Updated: October 20, 2021 11:23 PM
Created: October 20, 2021 07:07 PM
ROCHESTER, N.Y. (WHEC) — Have you ever been at a red light and it sounded like the driver next to you turned their engine off and then when the light turns green they turn it back on?
It's actually a fuel-saving technology called a start-stop system. But does it really save you money and protect the environment? News10NBC's Nikki Rudd is checking the facts.
With the price of gas these days, we all want to be more fuel-efficient! That's where the start-stop system comes in.
"Basically, when you approach zero miles an hour and the car senses your brake pedal is still applied, it'll shut your engine off," explained Patrick De Haan from GasBuddy.
De Haan says car makers started using more of this technology back in 2008 to reach fuel efficiency goals here in the U.S. instead of idling at a red light or railroad crossing your engine shuts off when the brake is fully applied.
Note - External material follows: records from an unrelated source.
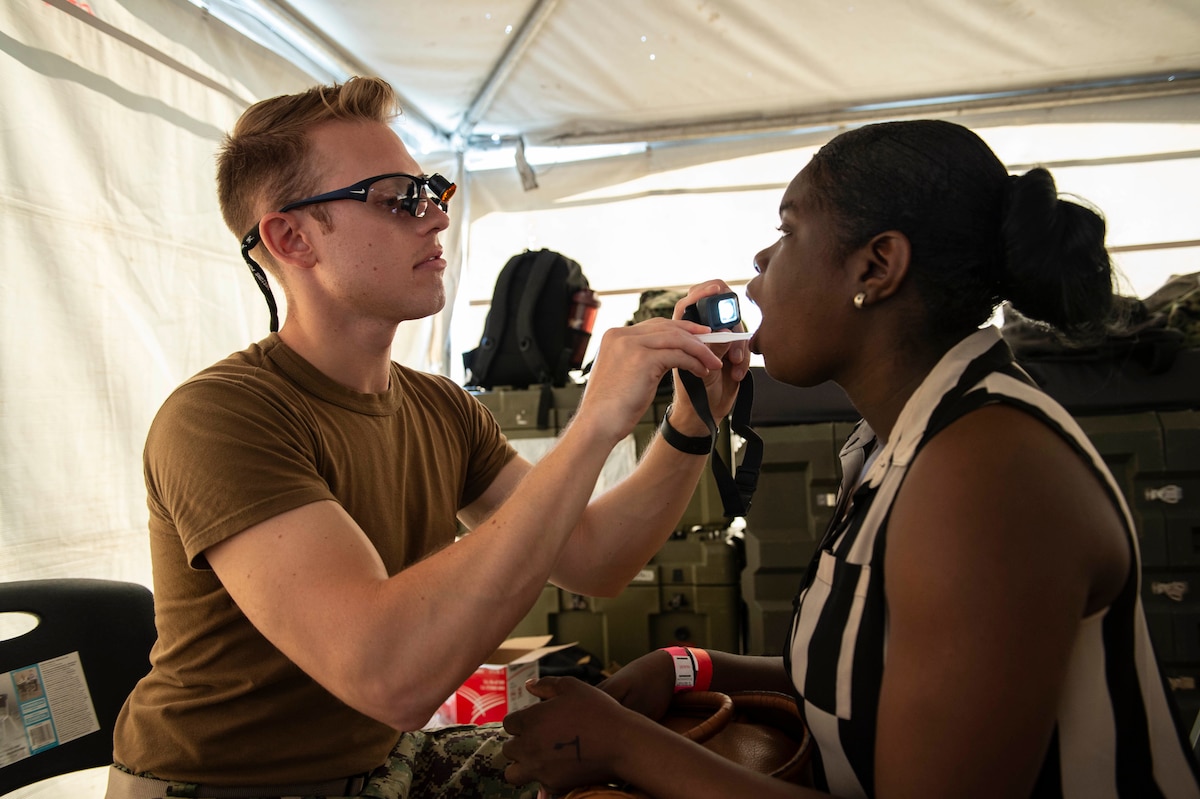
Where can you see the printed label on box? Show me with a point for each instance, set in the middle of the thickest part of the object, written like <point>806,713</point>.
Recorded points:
<point>43,706</point>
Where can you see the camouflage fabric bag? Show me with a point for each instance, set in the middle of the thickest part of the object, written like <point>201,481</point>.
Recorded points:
<point>460,762</point>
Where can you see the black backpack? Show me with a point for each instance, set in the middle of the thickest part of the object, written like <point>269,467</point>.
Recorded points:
<point>527,338</point>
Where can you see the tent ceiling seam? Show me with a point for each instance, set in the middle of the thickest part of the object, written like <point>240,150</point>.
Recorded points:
<point>300,24</point>
<point>1031,98</point>
<point>504,66</point>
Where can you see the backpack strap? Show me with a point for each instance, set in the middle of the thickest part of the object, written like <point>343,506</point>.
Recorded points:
<point>527,338</point>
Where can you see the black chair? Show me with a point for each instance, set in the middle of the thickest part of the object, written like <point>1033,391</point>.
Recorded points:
<point>111,625</point>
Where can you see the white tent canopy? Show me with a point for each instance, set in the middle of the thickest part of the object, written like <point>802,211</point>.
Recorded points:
<point>649,140</point>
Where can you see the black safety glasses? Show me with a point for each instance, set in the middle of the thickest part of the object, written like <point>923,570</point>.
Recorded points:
<point>394,192</point>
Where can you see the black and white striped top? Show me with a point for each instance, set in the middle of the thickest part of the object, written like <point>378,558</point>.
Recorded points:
<point>1115,736</point>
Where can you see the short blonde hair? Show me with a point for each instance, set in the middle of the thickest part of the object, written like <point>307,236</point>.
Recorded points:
<point>265,161</point>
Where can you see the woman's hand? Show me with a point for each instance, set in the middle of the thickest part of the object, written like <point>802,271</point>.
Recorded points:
<point>574,737</point>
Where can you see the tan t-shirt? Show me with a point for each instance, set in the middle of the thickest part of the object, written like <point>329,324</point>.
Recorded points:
<point>257,434</point>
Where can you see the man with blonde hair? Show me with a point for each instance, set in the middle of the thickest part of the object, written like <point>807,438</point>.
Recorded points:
<point>313,605</point>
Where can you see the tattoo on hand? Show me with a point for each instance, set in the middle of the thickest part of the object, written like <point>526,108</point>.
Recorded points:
<point>575,743</point>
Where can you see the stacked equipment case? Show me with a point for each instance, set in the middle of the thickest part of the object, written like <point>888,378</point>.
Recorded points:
<point>714,586</point>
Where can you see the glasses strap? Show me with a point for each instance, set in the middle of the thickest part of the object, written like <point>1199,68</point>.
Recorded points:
<point>249,244</point>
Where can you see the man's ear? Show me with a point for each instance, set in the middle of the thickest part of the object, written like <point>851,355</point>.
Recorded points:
<point>286,240</point>
<point>882,264</point>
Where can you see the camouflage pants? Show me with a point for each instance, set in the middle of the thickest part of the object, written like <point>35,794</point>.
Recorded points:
<point>448,763</point>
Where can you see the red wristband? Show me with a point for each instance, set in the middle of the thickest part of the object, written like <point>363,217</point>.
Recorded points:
<point>694,668</point>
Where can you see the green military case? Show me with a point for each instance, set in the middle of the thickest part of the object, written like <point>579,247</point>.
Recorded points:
<point>796,498</point>
<point>1155,457</point>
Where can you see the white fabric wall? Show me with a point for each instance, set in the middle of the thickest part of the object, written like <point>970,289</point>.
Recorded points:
<point>119,278</point>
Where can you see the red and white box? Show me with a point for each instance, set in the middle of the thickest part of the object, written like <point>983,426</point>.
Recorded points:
<point>497,688</point>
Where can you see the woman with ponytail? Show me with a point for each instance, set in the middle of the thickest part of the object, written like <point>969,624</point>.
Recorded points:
<point>971,623</point>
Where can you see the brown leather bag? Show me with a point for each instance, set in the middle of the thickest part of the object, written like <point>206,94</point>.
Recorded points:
<point>759,730</point>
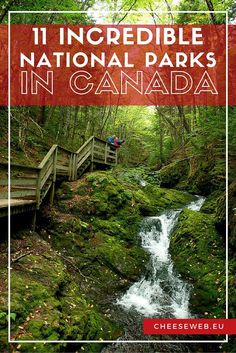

"And then as soon as you hit your gas pedal, the starter kicks in and your car restarts," De Haan said.
Ok, that sounds great! If your engine isn't running you're obviously saving fuel. However, if you're like Rudd, your dad told you back in the day that turning the car on and off wastes gas!
"There's a lot of myths and misconceptions that turning off the car and then turning it on somehow uses more gas," De Haan said. "That may have been true 40 or 50 years ago, but it's not true anymore."
Take that, Pops!
So exactly how much could you save? It all depends on things like where you live and how many red lights you hit on your commute.
"You can probably come out anywhere from 5% to 8% ahead," De Haan said. "That doesn't sound like a lot, but when you're spending over $1,000 a year on gasoline that can add up to a free night out on the town."
AAA says the technology also cuts down on greenhouse emissions by about 5% to 7%.
So back to the claim that the start-stop system can save you money and protect the environment, according to De Haan that is a fact.
"Every little bit of fuel that you save adds up," De Haan said.
Rudd's dad has the Toyota Prius which has had this technology since 1997. However, the technology has been in cars in Europe since the early 1980s.